One of my primary goals for this robot was to keep its height as low as I could, but I also wanted to restrict myself to parts that I could get or make here at Pololu because I was short on time. I started by choosing a few key parts like motors, wheels, and sensors, then designed a laser-cut acrylic chassis and shell to be built around those parts, although I continued to change both the part selection and the shape of the chassis for a while until I settled on my final design. As with R2-DR, I used SketchUp to model the entire robot, allowing me to determine its layout precisely and keep it very compact.
I also made it a goal to use our new A-Star 32U4 Robot Controller, which I was heavily involved in the design of, as I thought this robot would provide a good opportunity to try it in a real application. The robot controller is designed with the right connections and form factor to be used as an auxiliary control board mounted on top of a Raspberry Pi, but it can be used as a standalone controller just as effectively: much like the older Pololu Orangutan robot controllers, the A-Star 32U4 Robot Controller combines a microcontroller and dual motor drivers on a single board. Furthermore, it includes a number of other useful features, like a voltage regulator, power switch, and buzzer circuit. All of this makes it a lot easier to build a complete robot while avoiding a rat’s nest of wiring (or Rattata’s nest, in the case of Grant’s robot).
To make efficient use of space, I arranged my parts so that my motors are mounted with brackets on the bottom of a horizontal plate, while the A-Star is mounted under the motors with standoffs attached to the same plate. I also hoped that this two-layered construction, visible in the drawings below, would add rigidity to the robot. I tried to keep the motors near the center of the robot longitudinally so that most of its weight would be supported by the wheels, resulting in better traction; if the wheels were farther back, more of the robot’s weight would rest on the blade in front. At the same time, I had to position everything carefully to ensure that none of the taller components on the board would hit the motors.
On top of the horizontal plate, I mounted my battery and two distance sensors. The idea is that the robot can use differences between the two sensors’ readings to tell which way it needs to turn to face a target. If neither distance sensor sees anything, Roku spins in place looking for a target, since it does not have edge sensors to allow it to roam around the sumo ring without falling off. The sensors are connected to the A-Star robot controller with some custom cables made from crimp connector housings and wires with pre-crimped terminals. (All in black, of course, to minimize infrared reflectivity match the color scheme.)
I designed a custom blade for the robot and had it laser-cut from mild steel. With the help of an inexpensive bending brake from Harbor Freight, I was able to cleanly bend the sides of the blade down at right angles. I also filed down the front edge of the blade a small amount to make it harder for an opponent to get under it.

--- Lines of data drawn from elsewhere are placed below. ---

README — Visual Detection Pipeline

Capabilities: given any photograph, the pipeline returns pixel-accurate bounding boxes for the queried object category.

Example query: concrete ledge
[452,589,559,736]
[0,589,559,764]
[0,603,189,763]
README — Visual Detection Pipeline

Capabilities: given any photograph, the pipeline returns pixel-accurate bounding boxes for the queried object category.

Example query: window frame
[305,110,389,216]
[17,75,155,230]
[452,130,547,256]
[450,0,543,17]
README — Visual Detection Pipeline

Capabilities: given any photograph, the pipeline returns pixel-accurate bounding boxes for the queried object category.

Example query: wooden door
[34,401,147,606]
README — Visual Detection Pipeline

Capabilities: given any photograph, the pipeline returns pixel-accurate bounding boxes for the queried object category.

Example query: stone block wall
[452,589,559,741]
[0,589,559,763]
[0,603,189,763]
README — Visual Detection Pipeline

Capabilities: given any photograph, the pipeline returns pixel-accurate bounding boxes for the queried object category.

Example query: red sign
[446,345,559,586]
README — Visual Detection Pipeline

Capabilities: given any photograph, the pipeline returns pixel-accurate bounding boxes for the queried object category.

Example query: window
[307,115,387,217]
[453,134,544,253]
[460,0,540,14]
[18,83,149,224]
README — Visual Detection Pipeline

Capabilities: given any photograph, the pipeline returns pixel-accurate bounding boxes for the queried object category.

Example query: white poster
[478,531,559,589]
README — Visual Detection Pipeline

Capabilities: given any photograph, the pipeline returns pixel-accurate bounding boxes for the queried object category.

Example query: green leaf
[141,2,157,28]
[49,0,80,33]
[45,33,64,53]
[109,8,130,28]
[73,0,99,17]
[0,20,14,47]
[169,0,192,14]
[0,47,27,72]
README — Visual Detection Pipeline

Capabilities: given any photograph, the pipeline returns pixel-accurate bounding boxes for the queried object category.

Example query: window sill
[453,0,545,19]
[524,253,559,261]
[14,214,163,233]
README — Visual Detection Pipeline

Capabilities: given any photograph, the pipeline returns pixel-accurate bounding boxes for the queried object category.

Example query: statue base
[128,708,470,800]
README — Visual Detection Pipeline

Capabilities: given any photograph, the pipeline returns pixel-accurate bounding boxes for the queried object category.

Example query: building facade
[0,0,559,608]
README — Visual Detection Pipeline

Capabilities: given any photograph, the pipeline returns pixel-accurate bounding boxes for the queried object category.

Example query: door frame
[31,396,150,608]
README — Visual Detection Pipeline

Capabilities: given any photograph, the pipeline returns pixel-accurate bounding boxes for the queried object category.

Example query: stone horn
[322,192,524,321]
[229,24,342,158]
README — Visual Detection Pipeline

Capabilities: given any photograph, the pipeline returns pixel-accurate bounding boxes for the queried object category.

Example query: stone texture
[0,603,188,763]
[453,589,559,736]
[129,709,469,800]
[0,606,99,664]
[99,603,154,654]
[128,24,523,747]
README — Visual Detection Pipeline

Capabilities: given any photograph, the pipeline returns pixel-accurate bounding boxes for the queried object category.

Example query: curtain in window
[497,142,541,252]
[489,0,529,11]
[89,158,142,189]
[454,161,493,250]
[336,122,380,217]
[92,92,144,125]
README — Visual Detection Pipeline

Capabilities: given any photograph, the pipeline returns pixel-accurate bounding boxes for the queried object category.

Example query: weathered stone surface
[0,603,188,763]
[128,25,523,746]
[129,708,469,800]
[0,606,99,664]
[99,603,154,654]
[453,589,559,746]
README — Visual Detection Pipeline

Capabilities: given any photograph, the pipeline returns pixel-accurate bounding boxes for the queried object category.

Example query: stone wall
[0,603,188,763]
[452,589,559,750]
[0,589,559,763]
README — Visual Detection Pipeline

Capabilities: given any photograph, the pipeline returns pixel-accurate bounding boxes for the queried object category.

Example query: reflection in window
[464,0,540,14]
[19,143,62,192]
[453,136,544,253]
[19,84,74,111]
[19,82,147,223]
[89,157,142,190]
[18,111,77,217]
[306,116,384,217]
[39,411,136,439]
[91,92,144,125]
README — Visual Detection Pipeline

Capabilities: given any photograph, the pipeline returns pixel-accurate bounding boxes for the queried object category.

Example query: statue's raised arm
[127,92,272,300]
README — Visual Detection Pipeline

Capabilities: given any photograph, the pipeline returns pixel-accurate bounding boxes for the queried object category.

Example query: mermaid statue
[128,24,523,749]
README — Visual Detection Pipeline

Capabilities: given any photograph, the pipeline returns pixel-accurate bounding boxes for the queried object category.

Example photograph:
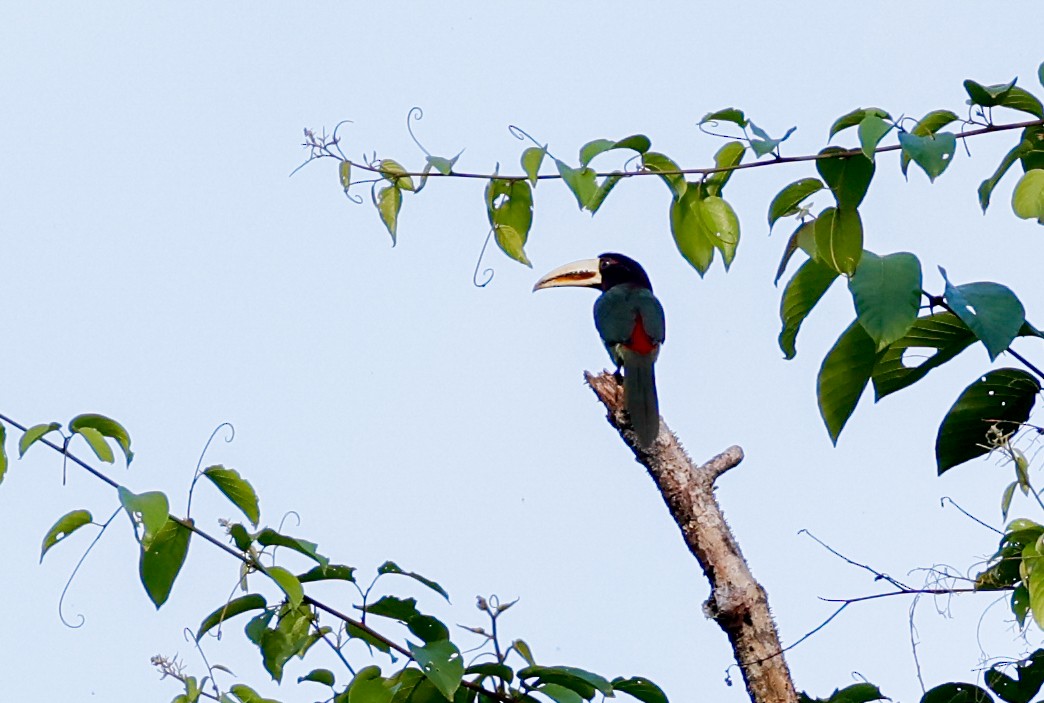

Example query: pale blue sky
[0,2,1044,703]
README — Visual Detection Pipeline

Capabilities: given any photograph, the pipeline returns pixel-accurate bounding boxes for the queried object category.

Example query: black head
[598,252,653,290]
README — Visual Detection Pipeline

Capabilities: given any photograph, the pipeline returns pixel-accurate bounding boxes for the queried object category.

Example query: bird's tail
[623,353,660,447]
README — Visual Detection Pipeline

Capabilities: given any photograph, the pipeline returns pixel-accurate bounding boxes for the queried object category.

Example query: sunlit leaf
[257,528,330,566]
[939,266,1026,361]
[935,369,1041,473]
[116,486,170,549]
[554,159,598,210]
[859,115,896,161]
[39,507,94,562]
[815,320,877,444]
[670,185,715,276]
[264,566,305,608]
[779,259,837,359]
[698,108,746,127]
[203,465,261,526]
[196,593,268,641]
[69,413,134,465]
[374,186,402,247]
[642,151,688,201]
[849,252,921,351]
[830,108,892,139]
[612,676,667,703]
[377,561,450,602]
[409,639,464,701]
[580,135,653,166]
[138,518,192,608]
[1012,168,1044,225]
[522,146,547,186]
[815,207,862,276]
[378,159,416,190]
[965,78,1017,108]
[899,132,957,182]
[18,422,62,457]
[704,142,746,195]
[874,312,975,400]
[768,179,825,230]
[815,146,874,209]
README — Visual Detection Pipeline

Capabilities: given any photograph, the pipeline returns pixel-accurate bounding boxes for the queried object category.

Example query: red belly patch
[624,314,657,354]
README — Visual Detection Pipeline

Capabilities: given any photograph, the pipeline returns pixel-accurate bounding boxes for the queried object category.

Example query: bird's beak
[532,259,601,291]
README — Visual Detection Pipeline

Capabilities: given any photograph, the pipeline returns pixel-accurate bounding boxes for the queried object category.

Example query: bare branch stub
[584,372,798,703]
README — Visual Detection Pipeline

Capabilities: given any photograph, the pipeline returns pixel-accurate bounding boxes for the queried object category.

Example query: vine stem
[0,413,516,703]
[336,119,1044,181]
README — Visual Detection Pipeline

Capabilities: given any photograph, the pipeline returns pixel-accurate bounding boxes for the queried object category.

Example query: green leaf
[642,151,688,201]
[998,86,1044,118]
[427,151,462,175]
[464,661,515,683]
[859,115,896,161]
[588,171,623,215]
[965,78,1017,108]
[768,179,825,230]
[257,528,330,566]
[196,593,268,641]
[298,669,336,686]
[229,522,254,552]
[377,561,450,603]
[1012,168,1044,225]
[874,312,975,400]
[704,142,746,195]
[39,507,94,562]
[298,564,355,583]
[69,413,134,466]
[814,207,862,276]
[899,132,957,183]
[815,146,874,209]
[696,195,739,271]
[899,110,960,175]
[76,427,116,464]
[849,252,921,351]
[580,135,653,166]
[138,518,192,609]
[264,566,305,608]
[485,179,532,266]
[116,486,170,549]
[18,422,62,457]
[697,108,748,127]
[348,666,392,703]
[830,108,892,139]
[939,266,1026,361]
[921,683,993,703]
[409,639,464,701]
[613,676,667,703]
[229,683,279,703]
[935,369,1041,473]
[374,186,402,247]
[816,320,877,444]
[779,259,837,359]
[533,683,584,703]
[378,159,417,190]
[670,185,714,276]
[978,144,1025,213]
[746,120,798,159]
[554,159,598,210]
[203,465,261,528]
[984,650,1044,703]
[1012,584,1029,629]
[522,146,547,186]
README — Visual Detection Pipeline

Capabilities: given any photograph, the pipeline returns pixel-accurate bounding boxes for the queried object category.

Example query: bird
[532,252,666,448]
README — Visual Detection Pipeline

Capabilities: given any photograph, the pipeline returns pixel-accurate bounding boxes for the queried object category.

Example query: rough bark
[585,372,798,703]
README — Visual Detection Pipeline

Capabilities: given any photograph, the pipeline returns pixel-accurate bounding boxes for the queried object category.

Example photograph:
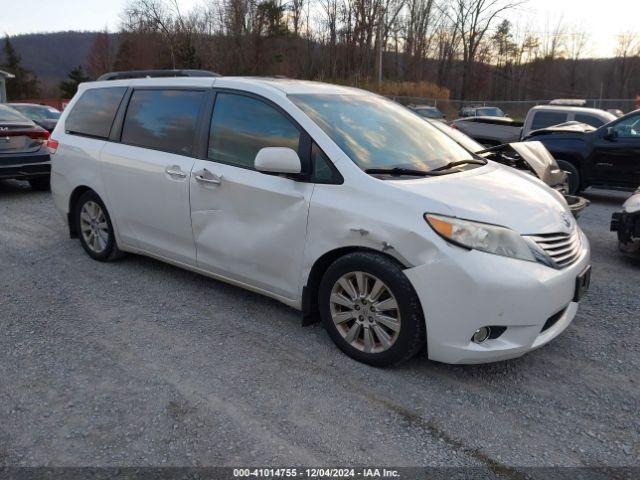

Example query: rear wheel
[318,252,426,367]
[29,176,51,192]
[557,160,580,195]
[74,190,122,262]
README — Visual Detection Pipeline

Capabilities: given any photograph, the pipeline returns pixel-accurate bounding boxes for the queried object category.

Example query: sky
[0,0,640,57]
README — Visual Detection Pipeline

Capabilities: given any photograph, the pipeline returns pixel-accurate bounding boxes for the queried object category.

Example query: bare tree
[445,0,523,100]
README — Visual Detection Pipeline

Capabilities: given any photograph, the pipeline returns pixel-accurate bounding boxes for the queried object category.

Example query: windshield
[289,94,472,171]
[429,118,485,153]
[12,105,60,120]
[476,107,504,117]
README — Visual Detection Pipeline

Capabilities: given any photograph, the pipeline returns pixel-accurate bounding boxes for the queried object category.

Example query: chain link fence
[391,97,638,120]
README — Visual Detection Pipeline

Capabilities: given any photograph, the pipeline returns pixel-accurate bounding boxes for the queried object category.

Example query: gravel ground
[0,182,640,472]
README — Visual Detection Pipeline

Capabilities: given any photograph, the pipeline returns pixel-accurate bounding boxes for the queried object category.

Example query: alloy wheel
[80,200,110,253]
[329,272,400,353]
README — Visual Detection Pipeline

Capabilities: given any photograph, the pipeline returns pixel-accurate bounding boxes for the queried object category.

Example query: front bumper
[0,150,51,180]
[405,232,590,364]
[610,211,640,257]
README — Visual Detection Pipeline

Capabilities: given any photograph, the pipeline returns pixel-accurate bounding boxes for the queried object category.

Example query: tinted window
[122,90,205,155]
[64,87,127,138]
[613,115,640,138]
[209,93,300,168]
[531,112,567,130]
[0,105,31,123]
[574,113,604,128]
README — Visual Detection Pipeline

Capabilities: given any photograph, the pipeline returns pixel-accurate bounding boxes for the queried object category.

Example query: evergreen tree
[2,36,40,100]
[58,65,90,98]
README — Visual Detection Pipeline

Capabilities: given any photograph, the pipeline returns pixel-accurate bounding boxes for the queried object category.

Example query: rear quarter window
[531,112,567,130]
[64,87,127,138]
[121,89,205,155]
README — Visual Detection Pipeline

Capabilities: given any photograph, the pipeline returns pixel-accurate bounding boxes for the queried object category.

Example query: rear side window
[574,113,604,128]
[64,87,127,138]
[121,89,205,155]
[208,93,300,168]
[531,112,567,130]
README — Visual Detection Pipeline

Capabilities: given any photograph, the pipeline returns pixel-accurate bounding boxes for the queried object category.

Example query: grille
[530,228,580,268]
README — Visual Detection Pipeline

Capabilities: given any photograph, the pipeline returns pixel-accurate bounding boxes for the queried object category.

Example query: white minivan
[49,71,590,366]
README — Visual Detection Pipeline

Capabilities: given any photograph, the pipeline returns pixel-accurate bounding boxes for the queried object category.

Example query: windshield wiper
[364,167,442,177]
[429,158,487,173]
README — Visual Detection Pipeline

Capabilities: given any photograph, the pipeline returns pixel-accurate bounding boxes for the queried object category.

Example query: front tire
[318,252,426,367]
[557,160,581,195]
[74,190,122,262]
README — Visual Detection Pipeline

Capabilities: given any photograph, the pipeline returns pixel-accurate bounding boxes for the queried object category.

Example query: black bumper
[610,212,640,255]
[0,151,51,180]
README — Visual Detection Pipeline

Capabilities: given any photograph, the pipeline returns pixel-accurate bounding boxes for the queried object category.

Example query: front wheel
[557,160,580,195]
[318,252,426,367]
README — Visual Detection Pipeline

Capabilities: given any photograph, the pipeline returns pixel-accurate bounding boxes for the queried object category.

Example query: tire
[73,190,123,262]
[318,252,427,367]
[557,160,580,195]
[29,176,51,192]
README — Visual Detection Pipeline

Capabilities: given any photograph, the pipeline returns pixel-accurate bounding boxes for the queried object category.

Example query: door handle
[194,168,222,185]
[164,165,187,178]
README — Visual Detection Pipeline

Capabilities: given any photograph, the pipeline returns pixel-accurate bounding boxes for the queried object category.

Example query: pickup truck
[524,110,640,194]
[451,105,616,146]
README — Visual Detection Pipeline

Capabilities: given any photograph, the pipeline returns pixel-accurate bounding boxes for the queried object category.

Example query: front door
[101,89,206,265]
[592,114,640,188]
[191,92,313,299]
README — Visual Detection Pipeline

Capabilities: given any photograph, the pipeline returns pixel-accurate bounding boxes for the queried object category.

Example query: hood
[482,141,567,187]
[388,162,575,234]
[529,122,596,135]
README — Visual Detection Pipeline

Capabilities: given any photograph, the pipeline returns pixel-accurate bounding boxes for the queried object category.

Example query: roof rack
[98,70,221,81]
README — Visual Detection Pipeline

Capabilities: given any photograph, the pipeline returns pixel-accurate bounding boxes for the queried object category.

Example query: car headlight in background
[424,213,539,262]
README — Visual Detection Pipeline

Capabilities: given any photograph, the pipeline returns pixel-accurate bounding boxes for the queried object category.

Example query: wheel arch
[302,245,409,326]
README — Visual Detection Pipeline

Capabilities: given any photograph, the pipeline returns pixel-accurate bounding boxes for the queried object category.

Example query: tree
[447,0,523,100]
[87,30,116,78]
[58,65,91,98]
[2,36,40,100]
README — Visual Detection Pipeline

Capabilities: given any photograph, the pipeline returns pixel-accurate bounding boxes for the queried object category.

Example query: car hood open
[389,162,575,234]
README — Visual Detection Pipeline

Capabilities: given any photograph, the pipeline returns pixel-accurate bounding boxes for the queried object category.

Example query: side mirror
[253,147,302,173]
[604,127,618,140]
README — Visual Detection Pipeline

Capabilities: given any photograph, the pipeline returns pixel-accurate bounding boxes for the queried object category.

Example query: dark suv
[526,110,640,193]
[0,105,51,190]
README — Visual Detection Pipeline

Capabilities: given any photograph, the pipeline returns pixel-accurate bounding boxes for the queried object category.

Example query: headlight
[424,213,537,262]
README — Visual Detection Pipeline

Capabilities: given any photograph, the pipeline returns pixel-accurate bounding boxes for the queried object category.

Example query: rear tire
[73,190,123,262]
[318,252,426,367]
[557,160,580,195]
[29,176,51,192]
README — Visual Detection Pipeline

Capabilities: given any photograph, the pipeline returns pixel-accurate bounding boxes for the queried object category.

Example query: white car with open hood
[49,75,590,366]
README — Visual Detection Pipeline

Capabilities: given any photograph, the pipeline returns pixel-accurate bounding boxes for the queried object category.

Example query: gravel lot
[0,182,640,477]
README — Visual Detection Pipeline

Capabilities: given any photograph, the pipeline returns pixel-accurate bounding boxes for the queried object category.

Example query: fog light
[471,327,491,343]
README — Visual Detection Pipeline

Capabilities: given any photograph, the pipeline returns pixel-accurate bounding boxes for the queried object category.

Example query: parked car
[458,106,507,118]
[409,105,446,120]
[49,73,590,366]
[9,103,60,132]
[451,105,616,146]
[430,121,589,218]
[611,188,640,257]
[526,110,640,194]
[0,104,51,190]
[450,117,523,147]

I had planned to put some kind of finish on the blade to make it darker and less reflective, like the oil blackening that Paul did to his robot, but I didn’t have time to do this.
There are a few interesting details about Roku’s acrylic chassis and shell that I think are worth calling attention to. First, it’s good to keep in mind that acrylic is a relatively brittle plastic, and it can easily crack when subjected to too much stress. This seemed like an especially important concern for a sumo robot, given that it would be expected to take lots of impacts in combat. Areas with sharp inside corners are especially prone to cracking, so I took a round chunk out of each inside corner in my laser cutting pattern to increase the corner radii (like this guide recommends). I also rounded most of the outside corners to make them a little less sharp to the touch.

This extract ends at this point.